Token Standards and Compliance Rails
Tokeny and ERC-3643
Much of RWA tokenization complexity lies in compliance and identity, not the chain itself.
ERC-3643 is a token standard designed for permissioned tokens on EVM chains. It enables:
- Identity-gated transfers.
- Embedded compliance rules.
- Restriction of transfers to verified addresses.
- Lifecycle controls compatible with regulatory expectations.
Tokeny maintains ERC-3643 materials and markets a platform embedding these compliance rules directly into assets.
When evaluating platforms, the compliance standard often matters more than the specific blockchain.
Purpose-Built RWA Chains
Polymesh Association> Polymesh
Polymesh is a blockchain purpose-built for regulated assets.
It emphasizes:
- Built-in identity framework.
- Compliance tooling.
- Governance structures aligned with institutional needs.
Polymath
Polymath positions itself as a white-label platform for creating and managing tokenized securities and has historical and technical links to Polymesh.
These chains treat the blockchain itself as the tokenization platform rather than layering compliance on a general-purpose public network.
How to Compare Platforms Properly
When comparing RWA tokenization platforms, avoid mixing fundamentally different models.
Ask:
- Who is the legal claim against? Is the token the issuer’s official security, an entitlement issued by an intermediary, or synthetic exposure?

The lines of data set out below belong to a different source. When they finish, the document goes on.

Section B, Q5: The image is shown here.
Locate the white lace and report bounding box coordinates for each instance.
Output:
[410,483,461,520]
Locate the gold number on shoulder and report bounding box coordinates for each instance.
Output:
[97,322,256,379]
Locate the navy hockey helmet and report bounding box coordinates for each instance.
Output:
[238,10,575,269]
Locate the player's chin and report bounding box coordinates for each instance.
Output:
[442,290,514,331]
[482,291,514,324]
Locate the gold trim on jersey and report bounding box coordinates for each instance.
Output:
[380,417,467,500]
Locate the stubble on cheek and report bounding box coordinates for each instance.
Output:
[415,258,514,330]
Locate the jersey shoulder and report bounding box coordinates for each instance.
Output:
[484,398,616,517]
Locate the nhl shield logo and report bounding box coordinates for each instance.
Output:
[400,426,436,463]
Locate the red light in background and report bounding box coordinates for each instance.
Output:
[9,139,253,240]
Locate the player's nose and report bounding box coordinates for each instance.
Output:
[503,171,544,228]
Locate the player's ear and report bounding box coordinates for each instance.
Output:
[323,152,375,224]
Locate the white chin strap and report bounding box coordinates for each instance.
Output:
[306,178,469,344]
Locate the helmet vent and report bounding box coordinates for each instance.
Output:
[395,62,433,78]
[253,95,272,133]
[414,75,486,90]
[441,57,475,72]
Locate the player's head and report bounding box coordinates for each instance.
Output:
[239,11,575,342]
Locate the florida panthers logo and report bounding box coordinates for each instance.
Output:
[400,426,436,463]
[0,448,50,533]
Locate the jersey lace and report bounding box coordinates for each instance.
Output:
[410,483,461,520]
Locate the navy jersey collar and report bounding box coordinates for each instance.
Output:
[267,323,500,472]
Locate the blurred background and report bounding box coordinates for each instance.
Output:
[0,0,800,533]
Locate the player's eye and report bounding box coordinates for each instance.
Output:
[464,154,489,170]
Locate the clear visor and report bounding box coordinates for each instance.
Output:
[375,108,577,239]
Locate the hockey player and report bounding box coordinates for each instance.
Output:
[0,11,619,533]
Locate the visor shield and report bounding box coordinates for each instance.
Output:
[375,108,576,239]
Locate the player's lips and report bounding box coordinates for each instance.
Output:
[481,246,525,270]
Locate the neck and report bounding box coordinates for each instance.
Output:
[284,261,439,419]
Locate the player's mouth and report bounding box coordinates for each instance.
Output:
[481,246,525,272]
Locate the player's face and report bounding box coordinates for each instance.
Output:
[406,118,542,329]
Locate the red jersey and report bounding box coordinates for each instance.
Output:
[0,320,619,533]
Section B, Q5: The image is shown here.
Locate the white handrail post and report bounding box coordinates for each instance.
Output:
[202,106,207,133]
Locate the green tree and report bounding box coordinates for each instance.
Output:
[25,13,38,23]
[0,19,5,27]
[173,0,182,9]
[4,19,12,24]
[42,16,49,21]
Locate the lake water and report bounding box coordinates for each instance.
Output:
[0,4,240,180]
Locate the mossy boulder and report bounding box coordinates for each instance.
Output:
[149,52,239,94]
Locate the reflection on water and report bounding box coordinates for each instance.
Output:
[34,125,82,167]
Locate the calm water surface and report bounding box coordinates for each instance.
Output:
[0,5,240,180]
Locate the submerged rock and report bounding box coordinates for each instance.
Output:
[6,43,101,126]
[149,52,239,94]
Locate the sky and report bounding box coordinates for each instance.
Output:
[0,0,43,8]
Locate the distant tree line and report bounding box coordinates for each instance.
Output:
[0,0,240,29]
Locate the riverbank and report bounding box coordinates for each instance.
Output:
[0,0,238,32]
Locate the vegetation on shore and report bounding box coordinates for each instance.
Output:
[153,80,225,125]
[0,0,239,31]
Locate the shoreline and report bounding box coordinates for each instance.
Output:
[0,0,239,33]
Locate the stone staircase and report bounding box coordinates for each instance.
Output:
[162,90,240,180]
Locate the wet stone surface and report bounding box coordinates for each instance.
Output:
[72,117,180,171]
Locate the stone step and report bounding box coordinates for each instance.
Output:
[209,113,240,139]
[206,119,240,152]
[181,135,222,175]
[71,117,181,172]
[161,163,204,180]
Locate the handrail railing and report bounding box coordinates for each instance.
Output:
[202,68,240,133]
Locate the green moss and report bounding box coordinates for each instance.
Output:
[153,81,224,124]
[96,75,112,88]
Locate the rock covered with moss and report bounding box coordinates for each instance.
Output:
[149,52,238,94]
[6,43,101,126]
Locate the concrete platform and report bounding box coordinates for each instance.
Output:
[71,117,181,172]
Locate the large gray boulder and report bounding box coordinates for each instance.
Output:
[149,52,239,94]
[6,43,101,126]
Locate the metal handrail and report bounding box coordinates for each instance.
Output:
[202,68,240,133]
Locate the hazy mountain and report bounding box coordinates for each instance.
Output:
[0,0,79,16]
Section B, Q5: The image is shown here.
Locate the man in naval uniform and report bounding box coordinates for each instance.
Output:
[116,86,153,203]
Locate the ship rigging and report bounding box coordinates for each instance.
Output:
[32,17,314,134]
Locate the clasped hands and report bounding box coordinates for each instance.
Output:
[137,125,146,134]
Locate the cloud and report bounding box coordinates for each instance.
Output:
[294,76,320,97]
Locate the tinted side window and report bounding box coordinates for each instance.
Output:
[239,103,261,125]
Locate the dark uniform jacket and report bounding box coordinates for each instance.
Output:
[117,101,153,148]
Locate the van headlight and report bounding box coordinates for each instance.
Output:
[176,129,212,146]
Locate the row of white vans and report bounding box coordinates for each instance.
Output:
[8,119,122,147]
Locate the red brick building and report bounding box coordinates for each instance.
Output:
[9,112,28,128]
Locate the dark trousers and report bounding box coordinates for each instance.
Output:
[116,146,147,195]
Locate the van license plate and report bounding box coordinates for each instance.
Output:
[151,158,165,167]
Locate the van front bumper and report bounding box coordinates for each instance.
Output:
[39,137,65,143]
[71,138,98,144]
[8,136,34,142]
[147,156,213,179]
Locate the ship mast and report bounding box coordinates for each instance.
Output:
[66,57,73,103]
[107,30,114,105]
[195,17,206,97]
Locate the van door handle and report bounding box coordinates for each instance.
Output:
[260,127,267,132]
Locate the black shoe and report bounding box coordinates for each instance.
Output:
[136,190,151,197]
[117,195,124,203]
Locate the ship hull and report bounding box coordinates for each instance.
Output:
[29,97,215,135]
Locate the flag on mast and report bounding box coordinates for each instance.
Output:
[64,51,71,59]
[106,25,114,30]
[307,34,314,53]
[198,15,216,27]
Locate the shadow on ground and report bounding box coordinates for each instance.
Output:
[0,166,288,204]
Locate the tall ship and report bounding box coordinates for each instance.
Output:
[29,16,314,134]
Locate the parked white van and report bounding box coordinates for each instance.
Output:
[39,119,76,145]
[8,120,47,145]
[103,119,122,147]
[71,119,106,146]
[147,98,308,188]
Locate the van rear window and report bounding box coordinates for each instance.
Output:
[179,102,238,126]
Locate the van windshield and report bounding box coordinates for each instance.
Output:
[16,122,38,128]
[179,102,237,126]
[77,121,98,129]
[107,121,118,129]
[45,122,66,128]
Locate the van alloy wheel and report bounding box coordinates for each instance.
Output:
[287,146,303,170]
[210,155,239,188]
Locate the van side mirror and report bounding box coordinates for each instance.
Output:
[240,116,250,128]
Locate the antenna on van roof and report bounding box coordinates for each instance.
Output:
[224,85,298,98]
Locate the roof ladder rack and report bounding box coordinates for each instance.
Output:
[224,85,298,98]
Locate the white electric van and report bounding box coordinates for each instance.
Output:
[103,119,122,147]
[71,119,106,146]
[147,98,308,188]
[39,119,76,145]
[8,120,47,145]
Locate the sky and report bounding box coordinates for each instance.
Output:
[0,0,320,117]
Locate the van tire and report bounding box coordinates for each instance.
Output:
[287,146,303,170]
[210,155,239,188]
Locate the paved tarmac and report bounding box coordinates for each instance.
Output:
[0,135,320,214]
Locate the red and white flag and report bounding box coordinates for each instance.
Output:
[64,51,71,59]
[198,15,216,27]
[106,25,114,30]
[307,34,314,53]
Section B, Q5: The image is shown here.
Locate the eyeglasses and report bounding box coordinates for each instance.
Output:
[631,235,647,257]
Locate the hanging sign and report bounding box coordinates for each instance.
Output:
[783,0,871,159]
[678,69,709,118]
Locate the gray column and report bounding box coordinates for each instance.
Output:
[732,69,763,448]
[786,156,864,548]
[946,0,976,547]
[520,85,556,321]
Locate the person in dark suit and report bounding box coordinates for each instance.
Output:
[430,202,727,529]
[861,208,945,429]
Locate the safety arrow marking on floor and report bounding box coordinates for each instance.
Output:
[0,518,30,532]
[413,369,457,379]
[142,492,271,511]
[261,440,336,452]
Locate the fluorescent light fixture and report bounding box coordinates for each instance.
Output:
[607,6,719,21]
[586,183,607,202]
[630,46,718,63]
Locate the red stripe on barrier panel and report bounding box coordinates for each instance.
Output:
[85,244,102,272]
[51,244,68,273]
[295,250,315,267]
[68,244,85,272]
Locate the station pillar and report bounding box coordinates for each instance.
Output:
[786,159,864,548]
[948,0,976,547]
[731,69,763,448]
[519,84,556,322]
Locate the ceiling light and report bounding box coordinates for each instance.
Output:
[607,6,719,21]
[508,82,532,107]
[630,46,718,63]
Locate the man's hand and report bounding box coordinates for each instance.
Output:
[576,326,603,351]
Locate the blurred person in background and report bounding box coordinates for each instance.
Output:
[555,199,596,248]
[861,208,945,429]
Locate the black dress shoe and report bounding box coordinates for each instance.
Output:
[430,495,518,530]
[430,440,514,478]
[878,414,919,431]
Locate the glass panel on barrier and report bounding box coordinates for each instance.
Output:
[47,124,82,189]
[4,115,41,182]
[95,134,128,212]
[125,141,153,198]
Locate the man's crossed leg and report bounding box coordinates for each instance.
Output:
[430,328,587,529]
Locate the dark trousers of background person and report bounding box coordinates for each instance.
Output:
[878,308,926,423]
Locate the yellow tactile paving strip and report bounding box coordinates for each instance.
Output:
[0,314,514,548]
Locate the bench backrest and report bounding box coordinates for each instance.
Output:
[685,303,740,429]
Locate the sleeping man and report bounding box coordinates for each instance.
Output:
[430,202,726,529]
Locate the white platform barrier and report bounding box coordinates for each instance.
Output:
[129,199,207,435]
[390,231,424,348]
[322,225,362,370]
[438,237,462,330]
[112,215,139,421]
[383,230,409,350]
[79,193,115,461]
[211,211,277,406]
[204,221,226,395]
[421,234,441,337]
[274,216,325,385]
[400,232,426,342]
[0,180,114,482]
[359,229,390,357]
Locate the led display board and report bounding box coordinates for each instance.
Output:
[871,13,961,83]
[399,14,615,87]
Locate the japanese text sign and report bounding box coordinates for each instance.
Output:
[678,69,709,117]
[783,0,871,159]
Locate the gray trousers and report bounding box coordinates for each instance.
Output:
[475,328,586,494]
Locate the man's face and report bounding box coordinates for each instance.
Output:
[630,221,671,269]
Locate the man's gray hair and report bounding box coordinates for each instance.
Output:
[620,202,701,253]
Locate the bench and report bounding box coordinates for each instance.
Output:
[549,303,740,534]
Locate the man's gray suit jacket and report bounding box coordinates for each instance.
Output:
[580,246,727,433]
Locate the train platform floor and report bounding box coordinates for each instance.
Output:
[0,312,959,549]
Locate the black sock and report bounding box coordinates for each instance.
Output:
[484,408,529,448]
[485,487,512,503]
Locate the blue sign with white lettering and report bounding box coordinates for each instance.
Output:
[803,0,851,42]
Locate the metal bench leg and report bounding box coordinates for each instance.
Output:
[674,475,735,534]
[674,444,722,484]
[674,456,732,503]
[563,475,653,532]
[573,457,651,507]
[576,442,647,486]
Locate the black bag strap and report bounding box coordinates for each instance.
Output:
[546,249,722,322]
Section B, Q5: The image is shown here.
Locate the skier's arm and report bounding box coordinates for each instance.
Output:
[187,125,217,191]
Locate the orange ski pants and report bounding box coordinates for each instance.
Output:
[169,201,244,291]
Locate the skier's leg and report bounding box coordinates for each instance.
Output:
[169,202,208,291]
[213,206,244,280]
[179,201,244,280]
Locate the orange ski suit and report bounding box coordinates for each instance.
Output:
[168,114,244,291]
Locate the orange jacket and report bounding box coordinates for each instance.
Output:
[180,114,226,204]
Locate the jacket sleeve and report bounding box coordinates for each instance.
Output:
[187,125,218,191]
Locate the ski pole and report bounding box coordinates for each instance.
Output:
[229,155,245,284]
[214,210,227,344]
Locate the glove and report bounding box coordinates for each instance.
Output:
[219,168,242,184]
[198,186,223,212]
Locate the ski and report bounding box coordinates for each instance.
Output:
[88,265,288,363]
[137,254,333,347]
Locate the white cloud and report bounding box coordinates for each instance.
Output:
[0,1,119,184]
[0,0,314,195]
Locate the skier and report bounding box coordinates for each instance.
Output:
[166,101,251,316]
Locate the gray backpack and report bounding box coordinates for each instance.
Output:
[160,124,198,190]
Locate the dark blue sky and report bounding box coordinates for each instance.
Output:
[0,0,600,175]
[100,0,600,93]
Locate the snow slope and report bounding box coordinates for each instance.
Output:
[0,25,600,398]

- Is the asset permissioned? Look for whitelisting, identity gating, and administrative controls.
- Does the platform integrate with custody and settlement infrastructure?
- What asset classes does it specialize in? Private funds, Treasuries, collateral, credit, equities?
Broad platforms such as Securitize and LSEG DMI aim for multi-asset coverage. Others such as Ondo or Centrifuge focus on specific verticals.
Frequently Seen Institutional Names
In institutional RWA discussions, these names appear repeatedly:
- Securitize for regulated issuance infrastructure.
- DTCC Tokenization Services and Collateral AppChain for custody-to-token bridges.
- LSEG Digital Markets Infrastructure for private fund tokenization.
- J.P. Morgan Kinexys for bank-led tokenized collateral and settlement.
- Centrifuge for on-chain credit markets.
- Ondo for tokenized Treasury exposure.
- Tokeny and ERC-3643 for compliance-layer standards.
- Polymesh for purpose-built regulated-asset blockchain infrastructure.
From a technical standpoint, a Tech certification helps professionals understand interoperability, custody integration, and smart contract architecture. From a distribution and positioning standpoint, a Marketing certification matters because tokenized securities products must communicate structure, risk, and eligibility clearly to institutional clients.
Bottom Line
Real-world asset tokenization platforms are not speculative experiments. They are institutional infrastructure stacks that combine compliance logic, issuance tools, custody integration, and blockchain-based transfer rails. The market is converging on hybrid designs that preserve traditional investor protections while using blockchain networks to improve programmability, settlement coordination, and asset mobility. The differentiator is not which chain is used, but how well the platform integrates legal structure, custody, compliance, and market plumbing.